The Nuremberg Precedent: A Crime Against Peace. This impunity gap is a modern anomaly. The legal and historical precedent for prosecuting aggression is powerful and unambiguous: the Nuremberg Trials. Following World War II, the primary charge brought against the top Nazi leadership by the International Military Tribunal was not genocide or war crimes, but "crimes against peace." The tribunal's charter defined this as the "planning, preparation, initiation or waging of a war of aggression, or a war in violation of international treaties." The chief American prosecutor, Robert H. Jackson, famously declared in his opening statement that "to initiate a war of aggression... is the supreme international crime, differing only from other war crimes in that it contains within itself the accumulated evil of the whole." This principle—that the instigator of an illegal war is the most culpable criminal of all—was the very foundation of post-war international justice, but it is a principle that has been allowed to atrophy.
A Blueprint for Justice: The Special Tribunal. To close the impunity gap, this chapter endorses the blueprint, already championed by a broad coalition of European nations and international legal experts, for the creation of a dedicated Special Tribunal. Unlike the ICC, this tribunal would not be a permanent body, but a temporary (ad hoc) one with a single, focused mandate: to investigate and prosecute the crime of aggression against Ukraine. It would be a hybrid court, established by an agreement between the United Nations and the government of Ukraine, and staffed by a mix of respected international and Ukrainian judges and prosecutors. Its legal basis would be the UN General Assembly, which, by a majority vote, can recommend the creation of such a body, conferring on it a powerful stamp of international legitimacy that bypasses the Russian veto in the Security Council.
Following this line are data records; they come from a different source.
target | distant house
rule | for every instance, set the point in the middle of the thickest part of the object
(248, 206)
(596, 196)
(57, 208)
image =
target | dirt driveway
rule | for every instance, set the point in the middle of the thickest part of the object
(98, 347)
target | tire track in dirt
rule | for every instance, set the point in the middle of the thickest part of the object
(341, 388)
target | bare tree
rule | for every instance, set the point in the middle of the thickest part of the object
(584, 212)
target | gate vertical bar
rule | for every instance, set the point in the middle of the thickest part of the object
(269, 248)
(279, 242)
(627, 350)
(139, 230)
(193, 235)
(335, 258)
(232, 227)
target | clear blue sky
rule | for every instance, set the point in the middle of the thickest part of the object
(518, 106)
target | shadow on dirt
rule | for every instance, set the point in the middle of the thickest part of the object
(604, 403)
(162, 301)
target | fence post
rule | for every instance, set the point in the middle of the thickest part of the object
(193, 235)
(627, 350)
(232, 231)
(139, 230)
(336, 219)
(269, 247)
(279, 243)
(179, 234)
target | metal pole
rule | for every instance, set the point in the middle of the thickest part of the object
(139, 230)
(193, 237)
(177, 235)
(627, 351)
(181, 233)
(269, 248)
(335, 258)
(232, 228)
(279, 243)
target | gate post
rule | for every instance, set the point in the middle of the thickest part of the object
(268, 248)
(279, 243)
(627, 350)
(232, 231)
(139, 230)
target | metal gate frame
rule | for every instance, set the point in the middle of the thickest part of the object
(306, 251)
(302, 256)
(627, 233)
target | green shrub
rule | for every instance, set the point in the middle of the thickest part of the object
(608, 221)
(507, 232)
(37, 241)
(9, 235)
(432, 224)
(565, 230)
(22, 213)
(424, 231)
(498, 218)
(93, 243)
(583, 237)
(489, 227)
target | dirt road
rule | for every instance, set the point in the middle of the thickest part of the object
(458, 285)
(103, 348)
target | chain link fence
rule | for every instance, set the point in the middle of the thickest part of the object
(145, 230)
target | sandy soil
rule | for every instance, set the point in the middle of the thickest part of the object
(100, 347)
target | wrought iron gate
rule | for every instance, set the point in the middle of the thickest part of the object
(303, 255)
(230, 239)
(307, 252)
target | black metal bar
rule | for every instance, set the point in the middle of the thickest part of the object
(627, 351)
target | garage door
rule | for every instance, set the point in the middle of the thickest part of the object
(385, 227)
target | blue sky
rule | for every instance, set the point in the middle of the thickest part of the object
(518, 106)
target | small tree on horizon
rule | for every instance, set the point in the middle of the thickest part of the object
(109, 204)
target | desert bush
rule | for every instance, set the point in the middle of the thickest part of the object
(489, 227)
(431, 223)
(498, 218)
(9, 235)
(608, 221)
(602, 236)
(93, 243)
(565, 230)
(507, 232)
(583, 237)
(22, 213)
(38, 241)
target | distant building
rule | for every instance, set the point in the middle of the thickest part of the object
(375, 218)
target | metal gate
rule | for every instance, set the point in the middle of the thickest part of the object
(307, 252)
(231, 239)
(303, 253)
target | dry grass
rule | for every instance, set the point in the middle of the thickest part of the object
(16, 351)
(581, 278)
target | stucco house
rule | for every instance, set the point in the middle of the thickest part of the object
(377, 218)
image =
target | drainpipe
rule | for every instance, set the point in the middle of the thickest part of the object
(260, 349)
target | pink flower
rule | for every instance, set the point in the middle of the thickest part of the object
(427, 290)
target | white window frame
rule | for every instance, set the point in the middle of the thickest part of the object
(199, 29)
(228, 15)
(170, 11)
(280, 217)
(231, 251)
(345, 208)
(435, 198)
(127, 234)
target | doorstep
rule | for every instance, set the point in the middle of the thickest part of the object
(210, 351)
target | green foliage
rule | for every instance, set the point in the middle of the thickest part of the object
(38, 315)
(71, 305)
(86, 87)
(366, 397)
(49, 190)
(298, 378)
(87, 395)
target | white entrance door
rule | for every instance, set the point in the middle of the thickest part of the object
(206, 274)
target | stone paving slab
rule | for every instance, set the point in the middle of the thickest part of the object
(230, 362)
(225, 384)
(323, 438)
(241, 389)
Creating this tribunal is not just about seeking justice for the past crimes in Ukraine. It is a critical act of deterrence for the future. It is about re-establishing the Nuremberg principle for the 21st century, sending a clear, unambiguous, and legally binding signal to every potential aggressor in the world that starting a war of conquest is not a mere political act, but a crime for which you will be personally held accountable.